O burguês também não escapa das críticas afiadas da peça e pode ser visto tanto na figura do onzeneiro quanto na do sapateiro, ambos sempre lesando seus clientes para garantir lucro, sempre colocando o dinheiro acima de seus princípios éticos e morais. Mestre Gil critica tanto a estrutura medieval opressora e obsoleta quanto os acentuados desvios morais e ideológicos da sociedade moderna, o que é notável, pois poucos são os homens que vivem entre dois mundos e conseguem analisar ambos, e Gil Vicente vivia entre a decadência do mundo medieval e o surgimento do mundo moderno.

Embora a questão mais político-econômica abordada acima seja de grande importância, a questão religiosa é que é o centro da peça, afinal, já é evocada até no título com a palavra “inferno”, e os personagens principais são o diabo (que acusa) e um anjo (que julga). Gil Vicente faz críticas bastante fortes à Igreja, o que já levou até alguns estudiosos a questionarem se o autor não se simpatizaria com o protestantismo e o erasmismo, que estão entre as representações máximas da ruptura com a Europa feudal. Poderíamos até ser levados a pensar dessa forma se nos prendêssemos apenas à Igreja representada pela figura do Frade, que é namorador, adepto de luta com espadas e um admirador de canto e dança populares. Isso mostra o desconforto de Gil Vicente com a situação da Igreja de seu tempo, uma instituição corrompida, cheia de sacerdotes sem vocação nenhuma mas que estavam ali por uma simples questão de prestígio social. 

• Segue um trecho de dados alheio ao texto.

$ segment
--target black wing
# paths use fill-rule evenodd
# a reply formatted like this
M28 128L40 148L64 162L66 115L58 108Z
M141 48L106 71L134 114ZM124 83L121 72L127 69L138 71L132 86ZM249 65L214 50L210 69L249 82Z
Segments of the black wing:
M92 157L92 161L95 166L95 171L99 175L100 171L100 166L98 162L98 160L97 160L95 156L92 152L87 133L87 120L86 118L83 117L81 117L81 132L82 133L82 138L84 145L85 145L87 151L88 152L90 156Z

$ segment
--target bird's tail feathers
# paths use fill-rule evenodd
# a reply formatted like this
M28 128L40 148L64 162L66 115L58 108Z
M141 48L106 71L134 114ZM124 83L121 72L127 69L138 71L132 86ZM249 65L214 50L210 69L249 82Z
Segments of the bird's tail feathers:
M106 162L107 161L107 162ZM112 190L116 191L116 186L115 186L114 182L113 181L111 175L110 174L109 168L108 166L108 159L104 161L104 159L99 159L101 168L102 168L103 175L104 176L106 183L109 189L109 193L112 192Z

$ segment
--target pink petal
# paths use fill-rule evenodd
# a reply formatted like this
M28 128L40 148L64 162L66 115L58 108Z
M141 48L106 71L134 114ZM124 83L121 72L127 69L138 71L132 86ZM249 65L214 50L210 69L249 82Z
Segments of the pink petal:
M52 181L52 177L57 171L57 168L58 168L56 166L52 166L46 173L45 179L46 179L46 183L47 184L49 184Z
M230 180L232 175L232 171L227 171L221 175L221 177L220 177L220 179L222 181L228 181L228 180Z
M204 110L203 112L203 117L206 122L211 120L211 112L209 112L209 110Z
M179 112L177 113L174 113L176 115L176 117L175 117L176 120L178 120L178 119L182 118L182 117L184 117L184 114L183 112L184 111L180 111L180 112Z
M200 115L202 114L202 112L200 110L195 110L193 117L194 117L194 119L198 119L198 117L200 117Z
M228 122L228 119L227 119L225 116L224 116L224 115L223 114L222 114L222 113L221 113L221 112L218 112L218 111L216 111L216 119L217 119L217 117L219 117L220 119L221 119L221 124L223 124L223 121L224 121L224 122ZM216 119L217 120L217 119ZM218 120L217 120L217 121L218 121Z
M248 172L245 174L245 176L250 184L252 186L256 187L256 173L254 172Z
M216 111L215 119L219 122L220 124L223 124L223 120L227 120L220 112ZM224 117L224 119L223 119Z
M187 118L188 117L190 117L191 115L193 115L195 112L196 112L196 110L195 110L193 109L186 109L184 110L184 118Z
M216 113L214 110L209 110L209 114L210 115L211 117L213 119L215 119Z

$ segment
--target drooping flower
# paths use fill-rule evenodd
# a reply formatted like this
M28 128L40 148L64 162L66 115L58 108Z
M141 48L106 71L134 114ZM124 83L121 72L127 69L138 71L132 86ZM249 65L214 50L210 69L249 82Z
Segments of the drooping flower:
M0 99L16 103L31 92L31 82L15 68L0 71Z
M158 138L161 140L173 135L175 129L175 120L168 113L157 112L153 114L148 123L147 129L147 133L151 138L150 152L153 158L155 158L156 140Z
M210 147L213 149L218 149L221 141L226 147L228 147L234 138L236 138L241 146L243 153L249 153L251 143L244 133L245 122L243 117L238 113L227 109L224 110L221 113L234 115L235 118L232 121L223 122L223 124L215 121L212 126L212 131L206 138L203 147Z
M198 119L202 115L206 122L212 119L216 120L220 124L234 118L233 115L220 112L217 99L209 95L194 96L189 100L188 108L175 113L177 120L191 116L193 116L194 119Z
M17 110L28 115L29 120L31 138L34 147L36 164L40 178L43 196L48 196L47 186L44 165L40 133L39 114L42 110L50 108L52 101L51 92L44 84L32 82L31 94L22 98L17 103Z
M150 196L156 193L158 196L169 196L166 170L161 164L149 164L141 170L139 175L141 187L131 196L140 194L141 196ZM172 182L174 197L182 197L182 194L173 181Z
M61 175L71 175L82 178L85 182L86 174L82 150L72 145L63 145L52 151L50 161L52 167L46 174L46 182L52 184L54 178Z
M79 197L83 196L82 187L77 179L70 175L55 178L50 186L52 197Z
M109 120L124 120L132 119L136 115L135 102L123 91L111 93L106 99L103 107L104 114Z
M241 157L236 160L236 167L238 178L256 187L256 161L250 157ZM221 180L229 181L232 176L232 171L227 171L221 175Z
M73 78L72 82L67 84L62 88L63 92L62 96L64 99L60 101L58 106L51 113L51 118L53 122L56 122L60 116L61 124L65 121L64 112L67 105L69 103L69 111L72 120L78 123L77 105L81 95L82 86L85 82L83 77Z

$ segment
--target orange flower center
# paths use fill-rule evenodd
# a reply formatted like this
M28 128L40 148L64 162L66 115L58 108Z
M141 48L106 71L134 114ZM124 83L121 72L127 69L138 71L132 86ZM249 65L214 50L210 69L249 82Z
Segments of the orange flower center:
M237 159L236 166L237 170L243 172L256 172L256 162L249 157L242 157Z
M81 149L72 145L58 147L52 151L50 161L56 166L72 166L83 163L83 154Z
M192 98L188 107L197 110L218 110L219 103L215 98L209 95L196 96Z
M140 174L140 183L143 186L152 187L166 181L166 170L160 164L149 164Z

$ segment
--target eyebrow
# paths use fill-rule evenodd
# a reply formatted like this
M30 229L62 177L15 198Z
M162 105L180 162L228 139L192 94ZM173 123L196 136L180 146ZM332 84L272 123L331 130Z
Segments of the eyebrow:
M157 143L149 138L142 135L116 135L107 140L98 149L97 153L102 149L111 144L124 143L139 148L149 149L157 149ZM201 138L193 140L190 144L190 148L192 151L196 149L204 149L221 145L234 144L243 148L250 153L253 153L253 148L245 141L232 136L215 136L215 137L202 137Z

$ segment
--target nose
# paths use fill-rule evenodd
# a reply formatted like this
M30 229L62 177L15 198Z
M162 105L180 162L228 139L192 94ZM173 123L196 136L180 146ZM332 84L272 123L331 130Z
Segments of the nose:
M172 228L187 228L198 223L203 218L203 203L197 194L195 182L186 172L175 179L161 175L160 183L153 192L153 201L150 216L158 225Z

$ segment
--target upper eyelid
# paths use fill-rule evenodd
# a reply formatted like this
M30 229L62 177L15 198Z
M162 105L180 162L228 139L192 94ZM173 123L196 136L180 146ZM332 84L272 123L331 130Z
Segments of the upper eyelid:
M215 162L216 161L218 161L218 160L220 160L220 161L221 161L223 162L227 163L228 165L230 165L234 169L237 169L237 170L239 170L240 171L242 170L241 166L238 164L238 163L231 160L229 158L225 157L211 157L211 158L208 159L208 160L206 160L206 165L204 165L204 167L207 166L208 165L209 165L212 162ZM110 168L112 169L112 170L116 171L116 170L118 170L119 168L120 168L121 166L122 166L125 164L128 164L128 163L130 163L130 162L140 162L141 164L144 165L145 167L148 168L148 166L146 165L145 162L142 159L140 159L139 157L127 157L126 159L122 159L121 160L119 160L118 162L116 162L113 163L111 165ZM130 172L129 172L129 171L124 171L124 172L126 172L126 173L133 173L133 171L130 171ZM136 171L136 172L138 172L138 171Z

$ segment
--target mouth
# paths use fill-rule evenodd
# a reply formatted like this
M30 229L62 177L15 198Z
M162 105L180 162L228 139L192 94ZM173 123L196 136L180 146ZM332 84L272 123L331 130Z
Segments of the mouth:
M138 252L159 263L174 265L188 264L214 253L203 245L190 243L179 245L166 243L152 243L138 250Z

Parece uma ruptura de mestre Gil com a Igreja, mas não é. É apenas um desejo de reforma, não uma reforma como a protestante, um movimento de separação, mas uma reforma interna e moral. Isso fica mais nítido se levarmos em consideração os últimos personagens a chegar ao porto, os cavaleiros de Cristo. Eles são a representação do Cristianismo puro, da vida por Cristo. São exaltados e, ao lado do parvo Joane, são os únicos a entrar na barca do paraíso. Fica assim mais claro que Gil Vicente não rompe com a Igreja em sua obra, pelo contrário. Na verdade, ao exaltar os cavaleiros cruzados, ele mostra mais ainda estar entre dois mundos, pois, em uma obra cheia de características modernas (para a época do autor, é claro), ele evoca e exalta figuras totalmente medievais.

Teria ainda muito a falar do "Auto da Barca do Inferno". Gostaria muito de falar de cada personagem, mas o texto ficaria demasiadamente extenso, o que não é a intenção aqui. Espero, porém, que o pouquíssimo abordado neste post possa motivá-los a ler essa obra e ajudá-los a compreender melhor também. Como de praxe, gostaria de indicar outra produção que tem ligação com o que abordei na postagem, trata-se do "Auto da Barca do Motor fora da Borda", de Sttau Monteiro. É uma peça moderna, portanto muito mais próxima de nós em linguagem e contexto social. Nela os personagens do "Auto da Barca do Inferno" encontram figuras relativas a eles no mundo moderno. Vale muito a pena a leitura, pois é divertidíssima.